Pre-Train LayoutLM

Hello,

We are using pretrained LayoutLM model which is working well with only English Language. We have many forms or invoices from different languages.

How can i pre-train LayoutLM model with my own corpus?

Thank you.

Hi sharathmk99,

LayoutLM model is not currently available in the huggingface transformers library. If you want to add it that should be possible (though not simple). Alternatively, you could put in a suggestion and hope that someone else will incorporate it.

If you decide instead to pre-train a LayoutLM model using native Tensorflow or native PyTorch, the first question is whether you have enough data. How large is your corpus?

If your corpus is not large enough, you might be better off using a different model that has been pre-trained for the language(s) you need.

Do you definitely want to pre-train (from randomly-initialized) or would it work to fine-tune? I don’t know what results people get for fine-tuning with a new language. I expect it would not work at all if the alphabet is different, but it might be at least partly effective if the languages are quite similar (eg english + french which have almost the same alphabet and many of the same word-pieces).

Hi @rgwatwormhill,

LayoutLM is available in the huggingface transformers right?
Link: https://huggingface.co/transformers/model_doc/layoutlm.html

Hi @rgwatwormhill,

I’m planning to use https://www.cs.cmu.edu/~aharley/rvl-cdip/ dataset by adding my own domain data.
Planning to train multilingual model with multiple languages.

hi @sharathmk99,

Sorry, I must have been looking at an old version of the documentation, or something. You are correct, and it’s clearly present on the page you’ve linked.

(It doesn’t seem to be on the model summary page https://huggingface.co/transformers/model_summary.html , but there are two options on the pretrained-models page https://huggingface.co/transformers/pretrained_models.html ).

To train from scratch, you need to start by defining your model based on the LayoutLM config. Have you read the Training and Fine Tuning page https://huggingface.co/transformers/training.html .

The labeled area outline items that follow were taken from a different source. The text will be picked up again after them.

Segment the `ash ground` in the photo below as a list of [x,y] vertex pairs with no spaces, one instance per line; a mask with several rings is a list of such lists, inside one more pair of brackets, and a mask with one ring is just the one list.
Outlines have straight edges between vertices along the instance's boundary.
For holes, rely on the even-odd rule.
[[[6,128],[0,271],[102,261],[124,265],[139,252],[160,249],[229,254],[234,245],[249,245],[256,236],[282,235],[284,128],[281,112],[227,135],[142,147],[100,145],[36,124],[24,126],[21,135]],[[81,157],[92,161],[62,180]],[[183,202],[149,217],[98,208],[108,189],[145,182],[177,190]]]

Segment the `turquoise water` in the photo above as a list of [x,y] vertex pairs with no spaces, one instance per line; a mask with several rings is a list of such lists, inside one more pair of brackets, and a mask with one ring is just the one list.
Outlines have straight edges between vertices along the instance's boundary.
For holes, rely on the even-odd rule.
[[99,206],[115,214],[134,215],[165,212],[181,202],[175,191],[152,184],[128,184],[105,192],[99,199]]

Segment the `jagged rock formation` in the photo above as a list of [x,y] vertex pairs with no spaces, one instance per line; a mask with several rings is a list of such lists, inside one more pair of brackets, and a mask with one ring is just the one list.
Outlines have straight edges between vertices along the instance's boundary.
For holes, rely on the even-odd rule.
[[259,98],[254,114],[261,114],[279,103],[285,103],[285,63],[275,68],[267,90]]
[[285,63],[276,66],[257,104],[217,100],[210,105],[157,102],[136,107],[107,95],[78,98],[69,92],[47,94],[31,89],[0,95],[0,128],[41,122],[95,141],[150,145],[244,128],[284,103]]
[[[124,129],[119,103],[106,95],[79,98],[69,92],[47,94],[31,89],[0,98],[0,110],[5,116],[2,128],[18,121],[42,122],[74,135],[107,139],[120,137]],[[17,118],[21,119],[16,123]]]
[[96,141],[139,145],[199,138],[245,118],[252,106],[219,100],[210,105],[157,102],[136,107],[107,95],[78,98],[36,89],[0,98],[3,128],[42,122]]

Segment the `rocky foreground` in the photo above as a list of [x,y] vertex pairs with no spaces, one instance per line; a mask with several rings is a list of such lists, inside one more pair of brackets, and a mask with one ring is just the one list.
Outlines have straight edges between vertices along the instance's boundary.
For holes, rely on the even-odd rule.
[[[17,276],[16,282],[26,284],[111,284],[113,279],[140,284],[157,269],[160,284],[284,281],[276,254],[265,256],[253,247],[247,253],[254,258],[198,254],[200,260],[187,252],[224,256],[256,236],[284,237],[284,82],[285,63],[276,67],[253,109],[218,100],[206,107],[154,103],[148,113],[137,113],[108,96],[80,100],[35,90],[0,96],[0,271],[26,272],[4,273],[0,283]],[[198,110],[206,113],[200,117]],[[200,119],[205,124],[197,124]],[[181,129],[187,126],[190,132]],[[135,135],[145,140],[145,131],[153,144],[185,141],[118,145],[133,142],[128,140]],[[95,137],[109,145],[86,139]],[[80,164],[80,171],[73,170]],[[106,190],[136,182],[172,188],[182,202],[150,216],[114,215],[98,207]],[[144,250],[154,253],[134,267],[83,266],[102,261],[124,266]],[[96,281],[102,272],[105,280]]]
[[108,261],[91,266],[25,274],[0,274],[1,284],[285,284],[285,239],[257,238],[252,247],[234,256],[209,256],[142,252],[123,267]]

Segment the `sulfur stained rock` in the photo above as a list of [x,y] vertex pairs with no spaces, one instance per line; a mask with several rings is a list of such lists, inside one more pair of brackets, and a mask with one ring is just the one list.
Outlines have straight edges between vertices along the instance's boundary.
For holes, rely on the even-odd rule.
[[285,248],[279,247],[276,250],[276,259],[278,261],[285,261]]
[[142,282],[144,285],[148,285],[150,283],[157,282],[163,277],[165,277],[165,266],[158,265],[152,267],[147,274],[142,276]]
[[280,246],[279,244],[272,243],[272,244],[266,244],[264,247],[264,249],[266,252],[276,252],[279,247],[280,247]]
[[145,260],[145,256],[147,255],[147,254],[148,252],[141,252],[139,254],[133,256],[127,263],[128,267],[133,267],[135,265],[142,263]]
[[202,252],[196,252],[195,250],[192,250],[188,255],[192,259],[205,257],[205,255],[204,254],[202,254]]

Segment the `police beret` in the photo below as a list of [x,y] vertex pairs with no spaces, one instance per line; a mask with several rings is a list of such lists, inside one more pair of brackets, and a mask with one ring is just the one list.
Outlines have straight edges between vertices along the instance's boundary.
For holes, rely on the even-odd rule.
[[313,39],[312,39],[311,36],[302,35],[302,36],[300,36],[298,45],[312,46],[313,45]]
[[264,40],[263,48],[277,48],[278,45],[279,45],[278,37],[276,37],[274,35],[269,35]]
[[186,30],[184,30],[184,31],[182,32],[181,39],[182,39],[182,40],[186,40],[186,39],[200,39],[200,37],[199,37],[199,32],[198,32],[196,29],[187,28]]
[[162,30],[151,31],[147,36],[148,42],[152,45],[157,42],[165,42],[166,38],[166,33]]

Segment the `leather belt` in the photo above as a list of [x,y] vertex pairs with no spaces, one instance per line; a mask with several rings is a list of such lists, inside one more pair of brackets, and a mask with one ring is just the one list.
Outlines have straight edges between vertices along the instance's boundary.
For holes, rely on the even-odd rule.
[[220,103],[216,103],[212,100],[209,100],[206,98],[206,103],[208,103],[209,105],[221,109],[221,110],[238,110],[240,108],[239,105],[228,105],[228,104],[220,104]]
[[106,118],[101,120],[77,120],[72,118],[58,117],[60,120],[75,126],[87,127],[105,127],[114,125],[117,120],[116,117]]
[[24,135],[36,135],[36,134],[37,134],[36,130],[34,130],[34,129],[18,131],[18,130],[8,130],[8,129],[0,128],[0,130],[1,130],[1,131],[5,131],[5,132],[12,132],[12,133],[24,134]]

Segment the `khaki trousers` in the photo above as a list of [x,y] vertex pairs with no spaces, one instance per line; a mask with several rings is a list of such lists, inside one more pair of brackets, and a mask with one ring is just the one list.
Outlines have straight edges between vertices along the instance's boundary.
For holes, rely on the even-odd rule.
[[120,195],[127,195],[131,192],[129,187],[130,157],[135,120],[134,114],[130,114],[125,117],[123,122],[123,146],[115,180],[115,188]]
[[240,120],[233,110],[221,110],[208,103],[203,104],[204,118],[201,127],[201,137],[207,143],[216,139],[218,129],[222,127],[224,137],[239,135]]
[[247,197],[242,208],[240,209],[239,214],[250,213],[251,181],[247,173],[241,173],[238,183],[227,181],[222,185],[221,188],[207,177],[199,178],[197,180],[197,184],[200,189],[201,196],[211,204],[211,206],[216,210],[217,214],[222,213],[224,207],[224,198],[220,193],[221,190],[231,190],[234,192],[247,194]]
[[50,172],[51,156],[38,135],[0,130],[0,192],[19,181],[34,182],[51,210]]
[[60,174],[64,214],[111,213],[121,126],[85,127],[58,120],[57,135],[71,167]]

The amount of data you have available will be important.

Hi @rgwatwormhill,

Thank you for your response.
Training and Fine Tuning page doesn’t show how to pre train the model. It shows how to fine tune the model.

Thank you!

Hi @sharathmk99 ,

By any chance you tried fine tuning layout_lm ? If yes, did you use transformers library ? or official source ?

thanks !

@tuner007 we were able to fine tune the model using the sample notebook code in COLAB. We had some trouble getting it to run on other platforms though.